Suicide Prevention across Kansas offers ASIST training, a two-day workshop in suicide first aid. ASIST teaches participants to recognize when someone may be at risk of suicide and help them to create a plan that will keep them safe. This training is meant for anyone in the community that wants to know how to help.
What things can you do when you discover someone you know has suicidal thoughts? Take action quickly, Sullivan said.
This gives the suicidal person the best chance to admit what they are thinking about and get the help they need. Staying with a suicidal person until they can see a mental health professional is very important, allowing them to talk and offering non-judgmental supportive listening and hope that things can change for them. Offering supportive follow up to make sure they are no longer at risk of suicide is another thing that family and friends can do.
You are not alone
When facing someone in crisis, one may feel all alone, Sullivan said. But they are not, Sullivan said.
Barton County has a Suicide Prevention Task Force under The Central Kansas Partnership. “Its mission is to reduce suicide attempts and deaths through awareness, education and outreach.”
Recently, the Task Force sponsored the annual Glow Run & Walk, which consisted of a remembrance ceremony, a drum circle warm up, and a 5K run or one-mile walk.
“Crisis screening is provided in the community by The Center for Counseling 24 hours per day, seven days per week to assess whether someone is a danger to themselves or others and in need of hospitalization or crisis intervention with a safety plan,” she said. “Our hope is that we can prevent a suicide attempt, allowing someone the time to get help.”

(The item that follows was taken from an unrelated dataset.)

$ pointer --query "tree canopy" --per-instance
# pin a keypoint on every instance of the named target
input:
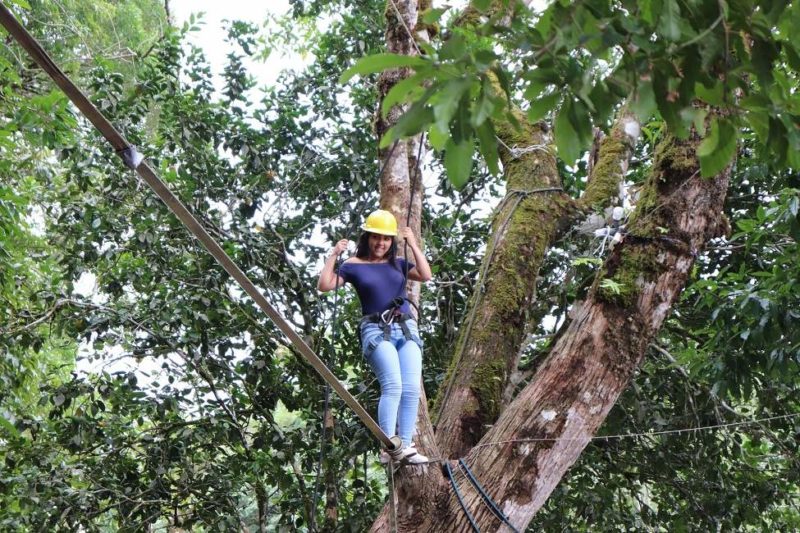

But, “access to mental health services needs to be improved,” she said. Availability of services and shorter wait times for accessing mental health services, increases access to medication services, and increases inpatient youth psychiatric hospital beds need to be priorities.
The Center offers open-access for outpatient services so that when a person has the need for mental health services, they can walk in to get an intake assessment, getting scheduled for the services needed the same day, she said.

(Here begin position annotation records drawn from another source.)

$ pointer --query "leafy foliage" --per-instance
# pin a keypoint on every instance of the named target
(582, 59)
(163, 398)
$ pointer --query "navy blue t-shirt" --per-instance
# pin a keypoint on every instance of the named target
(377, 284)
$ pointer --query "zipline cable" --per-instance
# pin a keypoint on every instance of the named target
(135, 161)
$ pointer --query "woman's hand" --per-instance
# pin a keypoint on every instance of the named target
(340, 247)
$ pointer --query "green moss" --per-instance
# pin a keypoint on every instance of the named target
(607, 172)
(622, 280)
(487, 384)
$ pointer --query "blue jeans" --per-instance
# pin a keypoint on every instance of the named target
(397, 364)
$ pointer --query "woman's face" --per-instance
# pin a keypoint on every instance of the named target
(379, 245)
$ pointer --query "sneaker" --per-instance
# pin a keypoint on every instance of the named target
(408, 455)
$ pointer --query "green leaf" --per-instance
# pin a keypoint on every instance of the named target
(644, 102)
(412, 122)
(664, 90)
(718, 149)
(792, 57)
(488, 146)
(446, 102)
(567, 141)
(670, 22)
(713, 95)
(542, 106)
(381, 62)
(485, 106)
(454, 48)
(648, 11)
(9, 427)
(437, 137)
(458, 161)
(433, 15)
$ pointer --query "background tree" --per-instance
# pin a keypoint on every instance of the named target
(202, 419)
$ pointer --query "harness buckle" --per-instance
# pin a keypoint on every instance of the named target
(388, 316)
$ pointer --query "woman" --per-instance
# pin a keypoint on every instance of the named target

Along those lines, in June 2018, Kansas Attorney General Derek Schmidt and the Tower Mental Health Foundation formed the Youth Suicide Prevention Task Force to survey efforts underway in Kansas to reduce the incidence of youth suicide and provide recommendations on further steps that could be taken. In May, the Legislature adopted several of those recommendations and created the Kansas Youth Suicide Prevention coordinator.
Signs and Symptoms
The behaviors listed below may be signs that someone is thinking about suicide.

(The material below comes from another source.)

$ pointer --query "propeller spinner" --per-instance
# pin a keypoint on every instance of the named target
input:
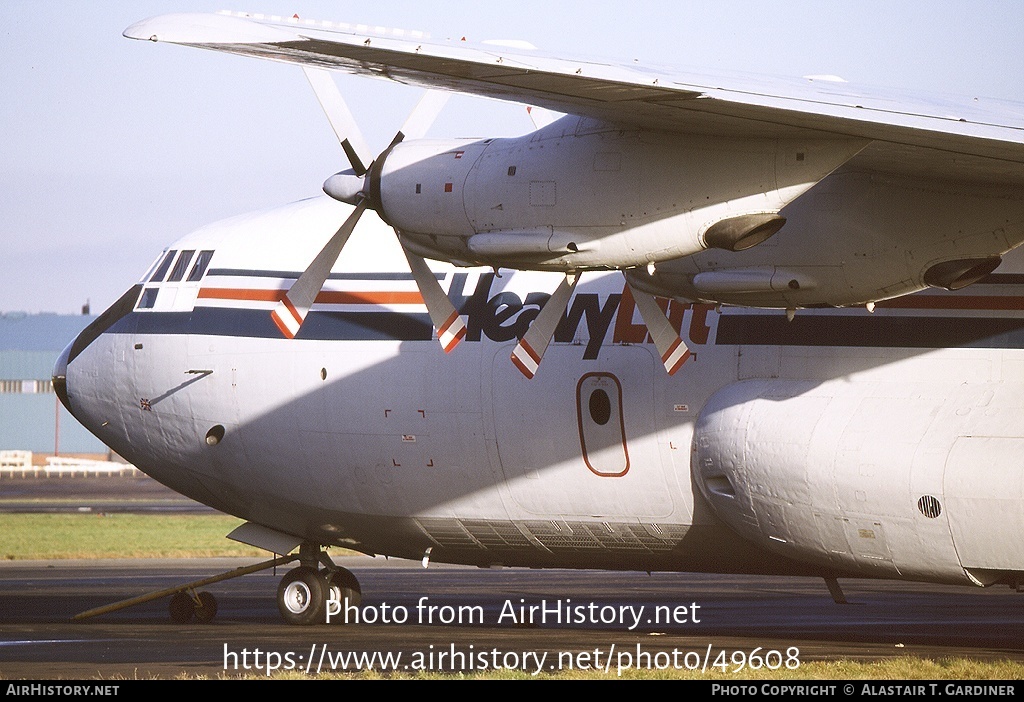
(353, 186)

• Talking about wanting to die or wanting to kill themselves
• Talking about feeling empty, hopeless, or having no reason to live
• Making a plan or looking for a way to kill themselves, such as searching for lethal methods online, stockpiling pills, or buying a gun
• Talking about great guilt or shame, or being a burden to others
• Talking about feeling trapped or feeling that there are no solutions
• Feeling unbearable pain (emotional or physical) or acting anxious or agitated
• Using alcohol or drugs more often
• Showing rage or talking about seeking revenge
• Withdrawing from family and friends
• Taking great risks that could lead to death, such as driving extremely fast
• Giving away important possessions
• Saying goodbye to friends and family
• Putting affairs in order, making a will
If these warning signs apply to you or someone you know, get help as soon as possible, particularly if the behavior is new or has increased recently.